Pas toujours facile à suivre, la politique du minimum efficient qui est mon système de fonctionnement. Elle me fera peu m’investir, faire peu d’efforts ou pas longtemps, toujours arrêté par la crainte que ce soit trop peu rentable (pour moi ou les autres), pas assez utile… Je ne donne volontiers de ma personne que quand je suis sûr du résultat, quand j’ai déjà expérimenté la démarche. Mais pour conjurer cette timidité, je multiplie les objectifs, je diversifie au maximum les engagements et les intérêts, et j’en paie le prix quand ma tête déborde et que ma conscience m’alerte sur la relative vanité de la chose.

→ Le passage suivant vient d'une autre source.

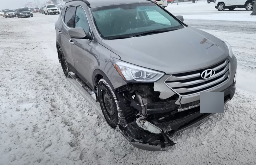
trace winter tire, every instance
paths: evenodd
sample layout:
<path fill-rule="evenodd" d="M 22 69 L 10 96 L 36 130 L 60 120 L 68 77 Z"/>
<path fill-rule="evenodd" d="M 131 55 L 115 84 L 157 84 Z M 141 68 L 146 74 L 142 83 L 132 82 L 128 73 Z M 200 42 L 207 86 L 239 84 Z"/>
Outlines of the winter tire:
<path fill-rule="evenodd" d="M 65 58 L 65 56 L 63 54 L 62 50 L 61 50 L 61 48 L 59 49 L 58 53 L 59 57 L 61 61 L 61 66 L 62 68 L 62 70 L 63 71 L 64 74 L 66 77 L 70 77 L 70 76 L 68 74 L 68 73 L 70 71 L 69 68 L 68 68 L 68 66 L 67 61 L 66 61 L 66 58 Z"/>
<path fill-rule="evenodd" d="M 253 7 L 252 2 L 247 2 L 245 3 L 245 9 L 246 10 L 252 10 Z"/>
<path fill-rule="evenodd" d="M 113 128 L 116 128 L 118 124 L 125 127 L 126 121 L 110 83 L 104 78 L 101 79 L 98 84 L 97 91 L 101 111 L 108 125 Z"/>
<path fill-rule="evenodd" d="M 225 5 L 223 3 L 220 3 L 218 5 L 217 8 L 219 11 L 224 11 L 225 10 Z"/>

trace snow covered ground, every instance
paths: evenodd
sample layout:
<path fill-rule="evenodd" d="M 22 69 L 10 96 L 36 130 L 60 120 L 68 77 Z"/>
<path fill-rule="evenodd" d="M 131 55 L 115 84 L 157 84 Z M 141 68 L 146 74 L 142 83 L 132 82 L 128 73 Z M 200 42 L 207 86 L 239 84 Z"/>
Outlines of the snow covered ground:
<path fill-rule="evenodd" d="M 174 137 L 169 150 L 150 152 L 111 129 L 64 77 L 55 47 L 58 16 L 0 18 L 0 165 L 256 164 L 255 28 L 190 22 L 233 46 L 237 92 L 225 113 Z"/>
<path fill-rule="evenodd" d="M 175 15 L 181 15 L 184 19 L 256 21 L 256 16 L 250 14 L 252 11 L 246 11 L 245 8 L 236 8 L 233 11 L 226 9 L 222 12 L 215 8 L 215 4 L 207 3 L 204 0 L 197 3 L 192 2 L 168 4 L 166 9 Z"/>

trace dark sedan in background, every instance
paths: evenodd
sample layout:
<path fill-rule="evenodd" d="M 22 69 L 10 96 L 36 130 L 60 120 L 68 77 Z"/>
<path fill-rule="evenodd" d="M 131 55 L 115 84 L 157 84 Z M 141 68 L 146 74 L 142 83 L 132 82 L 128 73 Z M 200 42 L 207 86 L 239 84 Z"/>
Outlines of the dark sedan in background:
<path fill-rule="evenodd" d="M 18 18 L 29 17 L 33 16 L 33 13 L 28 9 L 26 8 L 19 8 L 17 11 L 17 16 Z"/>

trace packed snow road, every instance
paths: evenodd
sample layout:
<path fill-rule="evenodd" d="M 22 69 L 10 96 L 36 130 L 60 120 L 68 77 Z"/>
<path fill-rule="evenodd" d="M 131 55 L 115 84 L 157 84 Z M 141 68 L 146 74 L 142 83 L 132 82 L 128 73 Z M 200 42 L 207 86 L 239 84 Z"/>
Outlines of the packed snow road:
<path fill-rule="evenodd" d="M 65 77 L 55 48 L 58 16 L 0 18 L 0 164 L 256 164 L 255 28 L 230 32 L 225 21 L 216 22 L 223 27 L 216 29 L 214 22 L 185 21 L 233 47 L 237 91 L 225 113 L 173 137 L 169 150 L 153 152 L 111 129 Z"/>

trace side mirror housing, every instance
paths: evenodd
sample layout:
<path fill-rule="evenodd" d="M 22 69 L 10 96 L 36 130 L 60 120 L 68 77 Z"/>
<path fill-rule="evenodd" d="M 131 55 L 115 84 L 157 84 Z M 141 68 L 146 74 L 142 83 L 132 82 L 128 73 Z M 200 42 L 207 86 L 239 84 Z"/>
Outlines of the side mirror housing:
<path fill-rule="evenodd" d="M 183 18 L 183 16 L 182 15 L 176 15 L 176 17 L 182 22 L 184 21 L 184 18 Z"/>
<path fill-rule="evenodd" d="M 92 35 L 90 32 L 86 34 L 82 28 L 75 28 L 69 29 L 68 30 L 68 35 L 73 38 L 91 39 Z"/>

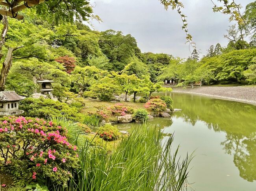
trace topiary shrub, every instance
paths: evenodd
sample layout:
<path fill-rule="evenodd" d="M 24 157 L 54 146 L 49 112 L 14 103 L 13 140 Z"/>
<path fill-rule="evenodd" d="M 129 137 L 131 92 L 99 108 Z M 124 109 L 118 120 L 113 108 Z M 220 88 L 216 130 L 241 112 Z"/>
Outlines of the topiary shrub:
<path fill-rule="evenodd" d="M 141 98 L 139 99 L 138 101 L 139 103 L 146 103 L 147 101 L 147 100 L 145 98 L 143 98 L 141 97 Z"/>
<path fill-rule="evenodd" d="M 38 118 L 5 117 L 0 121 L 0 167 L 15 182 L 65 185 L 72 177 L 78 155 L 65 128 Z"/>
<path fill-rule="evenodd" d="M 156 98 L 149 100 L 145 104 L 144 107 L 156 114 L 164 111 L 167 108 L 163 100 Z"/>
<path fill-rule="evenodd" d="M 132 107 L 125 106 L 123 104 L 119 103 L 109 107 L 108 109 L 111 111 L 113 115 L 117 116 L 123 116 L 126 114 L 132 114 L 134 112 Z"/>
<path fill-rule="evenodd" d="M 136 121 L 144 122 L 148 119 L 148 112 L 144 109 L 139 109 L 134 113 L 132 118 Z"/>
<path fill-rule="evenodd" d="M 164 101 L 167 108 L 171 110 L 173 110 L 173 101 L 171 97 L 169 96 L 161 96 L 160 98 Z"/>
<path fill-rule="evenodd" d="M 115 140 L 118 138 L 121 134 L 116 126 L 105 125 L 99 128 L 97 134 L 104 140 Z"/>
<path fill-rule="evenodd" d="M 48 119 L 52 116 L 64 116 L 68 119 L 78 121 L 81 119 L 78 116 L 79 109 L 77 108 L 50 99 L 26 98 L 20 102 L 19 107 L 25 111 L 24 115 L 25 116 Z"/>

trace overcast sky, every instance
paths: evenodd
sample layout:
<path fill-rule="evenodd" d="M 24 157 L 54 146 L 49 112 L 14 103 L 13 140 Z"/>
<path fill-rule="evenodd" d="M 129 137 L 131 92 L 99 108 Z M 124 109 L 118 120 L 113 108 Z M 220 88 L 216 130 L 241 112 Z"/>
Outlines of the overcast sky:
<path fill-rule="evenodd" d="M 228 26 L 229 16 L 213 13 L 211 0 L 182 0 L 182 11 L 187 16 L 189 33 L 193 36 L 197 49 L 204 55 L 211 45 L 225 46 L 223 37 Z M 217 0 L 213 0 L 217 2 Z M 236 0 L 243 7 L 252 0 Z M 165 11 L 158 0 L 91 0 L 96 6 L 95 14 L 103 22 L 92 23 L 95 30 L 109 29 L 130 34 L 137 41 L 142 52 L 166 53 L 187 58 L 191 54 L 182 22 L 176 10 Z"/>

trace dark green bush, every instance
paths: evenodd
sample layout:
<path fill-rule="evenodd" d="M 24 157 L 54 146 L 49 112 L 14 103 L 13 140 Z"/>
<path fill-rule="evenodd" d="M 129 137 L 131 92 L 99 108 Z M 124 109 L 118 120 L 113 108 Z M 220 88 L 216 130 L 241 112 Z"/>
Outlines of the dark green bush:
<path fill-rule="evenodd" d="M 81 120 L 77 108 L 50 99 L 26 98 L 20 102 L 20 108 L 25 111 L 24 116 L 45 119 L 54 116 L 65 116 L 68 119 Z"/>
<path fill-rule="evenodd" d="M 135 111 L 132 118 L 138 122 L 144 122 L 148 119 L 148 112 L 144 109 L 139 109 Z"/>
<path fill-rule="evenodd" d="M 171 110 L 173 110 L 173 101 L 171 97 L 169 96 L 161 96 L 160 98 L 164 101 L 167 108 Z"/>

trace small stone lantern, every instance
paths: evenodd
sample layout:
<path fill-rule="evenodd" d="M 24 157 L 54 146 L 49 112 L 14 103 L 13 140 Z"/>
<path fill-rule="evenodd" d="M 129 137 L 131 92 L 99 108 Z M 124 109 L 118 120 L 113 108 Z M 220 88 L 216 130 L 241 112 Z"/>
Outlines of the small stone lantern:
<path fill-rule="evenodd" d="M 51 92 L 53 90 L 52 89 L 52 82 L 54 82 L 48 80 L 44 80 L 37 82 L 37 83 L 40 84 L 41 93 L 45 95 L 48 94 L 52 99 L 53 98 L 53 96 Z"/>
<path fill-rule="evenodd" d="M 14 91 L 0 91 L 0 116 L 19 115 L 24 113 L 19 109 L 19 101 L 25 98 Z"/>

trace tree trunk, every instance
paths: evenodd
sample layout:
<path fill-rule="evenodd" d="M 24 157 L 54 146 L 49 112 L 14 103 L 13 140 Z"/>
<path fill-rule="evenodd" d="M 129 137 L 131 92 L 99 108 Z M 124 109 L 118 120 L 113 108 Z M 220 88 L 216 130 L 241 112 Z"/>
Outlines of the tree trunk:
<path fill-rule="evenodd" d="M 35 87 L 37 87 L 37 78 L 35 76 L 33 76 L 33 82 L 34 82 L 34 84 L 35 85 Z M 37 93 L 37 88 L 36 88 L 34 90 L 34 93 Z"/>
<path fill-rule="evenodd" d="M 136 101 L 136 95 L 137 93 L 137 91 L 134 91 L 134 102 L 135 103 Z"/>
<path fill-rule="evenodd" d="M 0 60 L 3 57 L 2 50 L 5 42 L 6 36 L 7 34 L 7 31 L 8 31 L 8 20 L 7 20 L 7 16 L 3 16 L 3 20 L 2 21 L 3 26 L 1 34 L 1 39 L 0 39 Z"/>
<path fill-rule="evenodd" d="M 3 67 L 1 70 L 1 74 L 0 75 L 0 91 L 4 91 L 5 89 L 5 85 L 7 75 L 13 64 L 12 54 L 14 50 L 15 49 L 13 48 L 9 47 L 8 49 L 6 58 L 3 63 Z"/>
<path fill-rule="evenodd" d="M 127 91 L 125 92 L 125 101 L 127 102 L 127 94 L 128 94 L 128 92 Z"/>

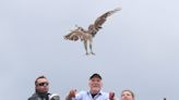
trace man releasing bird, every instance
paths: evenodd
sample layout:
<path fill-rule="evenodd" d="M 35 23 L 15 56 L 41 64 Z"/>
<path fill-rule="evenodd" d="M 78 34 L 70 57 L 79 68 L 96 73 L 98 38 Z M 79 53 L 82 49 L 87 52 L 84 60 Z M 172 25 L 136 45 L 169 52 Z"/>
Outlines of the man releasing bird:
<path fill-rule="evenodd" d="M 107 17 L 111 14 L 120 11 L 121 8 L 117 8 L 115 10 L 108 11 L 96 18 L 96 21 L 88 26 L 88 29 L 84 29 L 83 27 L 76 26 L 75 29 L 71 30 L 70 34 L 64 36 L 64 39 L 76 41 L 81 39 L 84 42 L 84 48 L 86 54 L 90 54 L 87 51 L 87 45 L 90 43 L 91 54 L 95 54 L 92 49 L 93 38 L 97 34 L 97 32 L 102 28 L 102 25 L 106 22 Z"/>

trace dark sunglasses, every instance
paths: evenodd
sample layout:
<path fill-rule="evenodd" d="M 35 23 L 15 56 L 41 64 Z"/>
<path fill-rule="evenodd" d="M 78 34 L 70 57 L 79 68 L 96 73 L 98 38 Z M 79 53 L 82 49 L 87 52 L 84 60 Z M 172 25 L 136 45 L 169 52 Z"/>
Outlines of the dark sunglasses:
<path fill-rule="evenodd" d="M 39 83 L 37 84 L 37 86 L 48 86 L 49 84 L 48 83 Z"/>

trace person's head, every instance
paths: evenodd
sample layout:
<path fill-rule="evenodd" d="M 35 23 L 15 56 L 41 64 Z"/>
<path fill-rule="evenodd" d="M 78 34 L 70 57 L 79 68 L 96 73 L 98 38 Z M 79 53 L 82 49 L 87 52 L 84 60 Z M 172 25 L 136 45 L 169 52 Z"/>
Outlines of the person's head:
<path fill-rule="evenodd" d="M 91 93 L 98 93 L 103 86 L 102 76 L 97 73 L 93 74 L 90 77 L 88 86 L 91 88 Z"/>
<path fill-rule="evenodd" d="M 45 76 L 39 76 L 35 80 L 36 92 L 48 92 L 49 82 Z"/>
<path fill-rule="evenodd" d="M 121 100 L 134 100 L 134 93 L 129 89 L 121 92 Z"/>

Cela dit, c’est ainsi que par petites touches je me construis, que je tâtonne pour petit à petit me perfectionner un peu en tout, pour finir par mine de rien gagner en savoir et développer quelques savoir-faire. Me faut-il dès lors me plaindre de n’être véritablement spécialiste de rien ? De n’être qu’un élu superficiel, un adhérent dispersé, un citoyen renfermé ?… De ne savoir que me rêver naturaliste, ou activiste ?… De n’être pas un paysan à plein temps, viscéralement, pas un jardinier passionné, pas un éleveur attaché, pas un cuisinier obnubilé ?… De n’être ni un intello manifeste ni un manuel affirmé ?… D’être un créateur à la va comme je te pousse ?… Et pas même un cinéphile ou bédéphile accompli ?…

Sans doute il ne me faut pas m’en plaindre, et certainement cela n’empêche pas de chercher à progresser, et d’essayer de faire différemment.